Episode 1547: Northern Flicker Reconsidered by Susan Rich
Host: Maggie Smith
Date: June 29, 2026
In this episode, host Maggie Smith guides listeners into the poetic and symbolic world of birds, focusing on their presence in language, daily life, and poetry. Smith introduces and reflects on Susan Rich's poem "Northern Flicker Reconsidered," inviting us to look up, listen closely, and consider the connective potential birds hold—not just in nature, but in our imagination and our poetry.

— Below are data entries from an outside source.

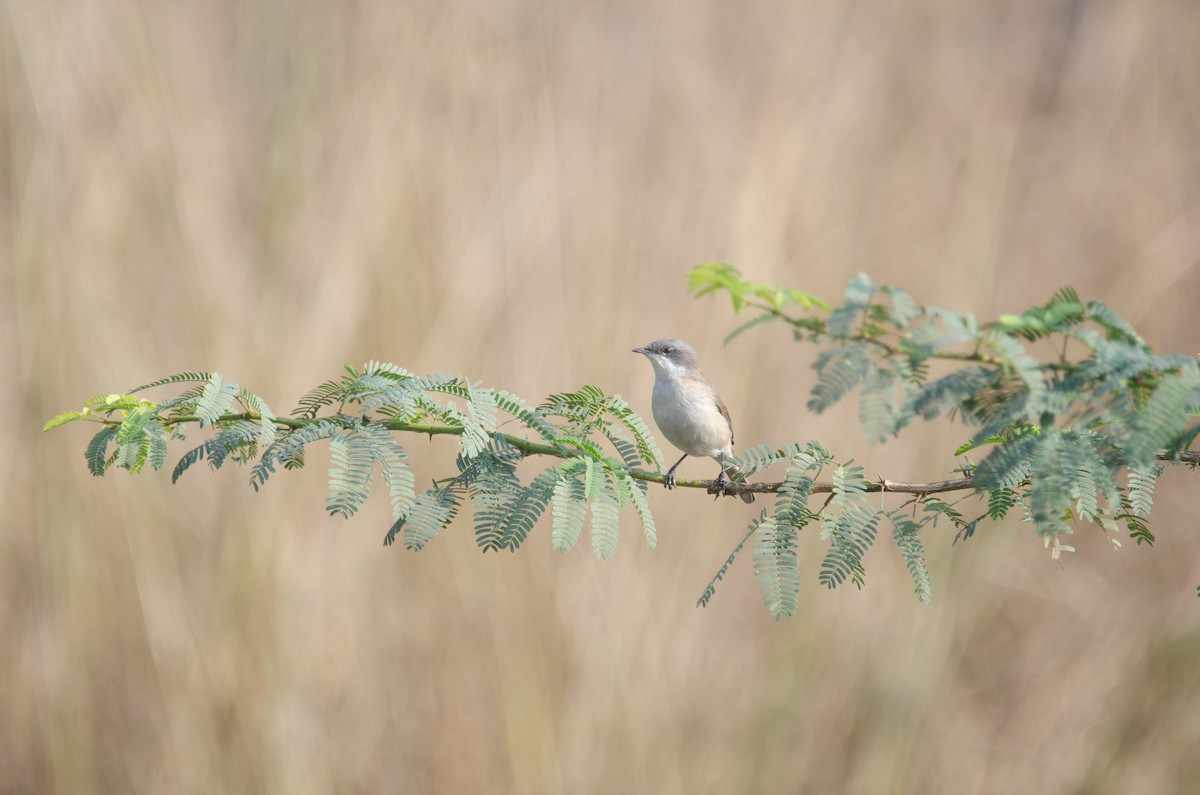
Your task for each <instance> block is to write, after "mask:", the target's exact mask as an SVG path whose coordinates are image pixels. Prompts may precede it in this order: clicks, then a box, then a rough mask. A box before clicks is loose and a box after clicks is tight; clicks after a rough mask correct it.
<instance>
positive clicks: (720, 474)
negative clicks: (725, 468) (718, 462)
mask: <svg viewBox="0 0 1200 795" xmlns="http://www.w3.org/2000/svg"><path fill="white" fill-rule="evenodd" d="M727 489H728V484H727V483H726V482H725V470H724V468H722V470H721V473H720V474H718V476H716V479H715V480H713V482H712V483H710V484H708V489H706V491H707V492H708V494H715V495H716V496H718V497H721V496H725V495H726V494H728V491H727Z"/></svg>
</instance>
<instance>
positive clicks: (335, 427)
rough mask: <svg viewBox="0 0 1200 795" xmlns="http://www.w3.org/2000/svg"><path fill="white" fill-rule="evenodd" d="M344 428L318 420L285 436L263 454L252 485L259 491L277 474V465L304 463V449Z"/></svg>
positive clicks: (256, 471) (334, 434) (252, 467)
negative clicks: (294, 461)
mask: <svg viewBox="0 0 1200 795" xmlns="http://www.w3.org/2000/svg"><path fill="white" fill-rule="evenodd" d="M341 431H342V426H341V425H338V424H337V423H335V422H332V420H329V419H318V420H317V422H314V423H312V424H311V425H305V426H304V428H298V429H295V430H294V431H290V432H288V434H283V435H282V436H280V437H278V438H276V440H275V442H272V443H271V446H270V447H268V448H266V449H265V450H264V452H263V456H262V458H260V459H259V460H258V464H256V465H254V466H253V467H252V468H251V471H250V485H251V486H253V488H254V491H258V490H259V488H260V486H263V484H265V483H266V479H268V478H270V477H271V474H274V473H275V465H276V464H278V462H283V464H284V465H287V462H289V461H302V460H304V448H305V446H306V444H311V443H312V442H316V441H317V440H322V438H329V437H331V436H334V435H336V434H341Z"/></svg>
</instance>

"Once, during a Q and A after a reading, a woman raised her hand to ask, what's with all the birds in your poems? I had to laugh. She was right." (02:06)
"Their names alone are poems in themselves. The Screaming Cowbird. The Middle American Leaf Tosser. The Splendid Fairy Wren..." (01:45)
"Today's poem looks up, listens, and leans into the many things we can become open to by finding closeness with these familiar and strange animals." (02:28)
Read aloud by Maggie Smith [03:10]
Text (excerpted):
if a bird could become a poem, and why not
promenade through wayward stanzas,
lift their couplets of wings, what then
[...]
The male handsome with his patch of mustache
I would become his lifelong mate
should I return as a bird
[...]
This ode to to plurality, this epic boundless,
then cross stitched together on the pages of Northwest Sky.
On the intimacy and accessibility of bird-watching:
"I told her that birds are wildlife that we all have access to no matter where we live. Birds are everywhere, in cities and suburbs, in the country." (02:18)
On bird names evoking wonder:
"The Diabolical Nightjar, the long Waddled Umbrella Bird. The Dark Eyed White Eye. The bare faced Go away bird. Yes, that's a real animal. I didn't make that up. It has a featherless face, and apparently its call sounds like it's saying ‘go away.’" (02:00)
On poetic metamorphosis:
"If a bird could become a poem, and why not promenade through wayward stanzas, lift their couplets of wings, what then?" (from poem, 03:15)
Maggie Smith transforms a simple act—looking up at birds—into a meditation on accessibility, creativity, and poetic imagination. By showcasing Susan Rich’s poem, Smith invites us to reconsider ordinary encounters as extraordinary, to find connection with the fleeting and the beautiful, and to let both birds and poetry inspire openness in our daily lives.